COEUR d’ALENE — The students of North Idaho College asked, and the college community answered.
The new Student Wellness and Recreation Center opened its doors Monday, providing a spacious, modern facility for students to exercise their bodies while exercising their minds.
“Students have been asking for a building like this for about 15 years," Jessica Bennett, NIC's director of wellness and recreation, said Wednesday morning.
"About three years ago, things really started moving," she said. "We had a great collaboration across our campus with staff, faculty and the administration. The board of trustees supported and approved this facility, the dormitory housing commission supported and approved the bonding for this facility and that’s when things really started going. Everything sort of aligned."
But it didn't happen without the voice of the students. The Associated Students of NIC (ASNIC) surveyed its student population and heard an overwhelming "yes" when asking students if they felt a campus recreation center was necessary.
"ASNIC did see a want from the students and somewhat of a need, especially from kids who live on campus," said ASNIC president and business administration student Caleb Weeks. "There wasn't really a gym in the area that fit their financial needs and also a gym that was within moderate traveling distance. There are students on campus who don’t have a car, and in the winter, that sucks."
And it's the students who are willing to fund this 30,000 square-foot, $7.95 million facility. Students who are enrolled full time have free access to the center, but $87 of their student fees per semester help pay for it. Part-time students (11 credits or less) have the option to have a membership, but they pay $7.25 per credit multiplied by the number of credits needed to reach 12. An example from www.nic.edu explains it that "part-time student taking nine credits would need three credits to be a full-time, fee-paying student at 12 credits, therefore 3 x $7.25 = $21.75 for the semester."
"We’re actually allowing part-time students full access until the add/drop date so they’re able to experience the facility and make that decision on Sept. 6 whether they’d like to opt in,” Bennett said. "We’ve had great feedback from our students and it’s been steady."
General studies student Kathryn Merrill, 21, of Newport, Wash. said when she found out that part of her student fees are going toward the recreation center, "at first I was shocked."
"I was like, ‘Wait, why am I paying for that? Why am I paying extra?’" she said. "But it’s included in the tuition."
Merrill, who is also an employee of the recreation center, is pleased with how the student contributions go back to the students.

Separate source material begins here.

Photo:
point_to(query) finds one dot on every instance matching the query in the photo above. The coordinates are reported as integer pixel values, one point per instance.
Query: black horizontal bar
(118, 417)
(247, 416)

"We funded it. Especially working here, knowing that I funded my job, I’m just like, ‘That’s awesome, I’m getting my money back for it,’" she said. "Even if you don’t work here, you come in and you’re getting your money’s worth out of it.”
Part-time general studies student Robin Anderson, 26, of Grand Junction, Colo. said she thinks the $87 per semester is a fair price.
"Compared to a lot of gym memberships, sure,” she said. “I only have to pay $7.25 for the whole semester and I think it’s great."
NIC, Lewis-Clark State College, University of Idaho and Boise State University students are eligible for memberships, as well as NIC employees, employee spouses, retirees and alumni association members who graduated in spring 2016 or later. The facility is closed to the public except for the climbing wall, which is open to the community Thursday through Sunday during open climb hours. The fees vary and are listed at http://bit.ly/2ir8tyJ.
The facility offers many options for students' wellness needs, including a strength training area, cardio equipment, separate rooms for fitness classes and a high school regulation-sized gymnasium.
NIC's vice president for student services, Graydon Stanley, said NIC was one of the only colleges in the state that lacked a recreation center. Facilities like this are attractive to students and actually contribute to student success, he said.
“It might surprise people to think that this is a huge part of that," he said. "For students to be employed here or participate in activities outside of the classroom, there are a lot of studies that show those students are more successful. They stay here and complete their degree and then they transfer, so all three of these things — to recruit, to retain and to complete — this really adds a lot to that. This is the missing part that we didn’t have.”
A ribbon cutting and open house for the NIC Student Wellness and Recreation Center will be from 2-4 p.m. Sept. 7. The open house will include food, music and a free climb on the climbing wall.
The center is located south of River Avenue and east of Winton Hall on the NIC campus.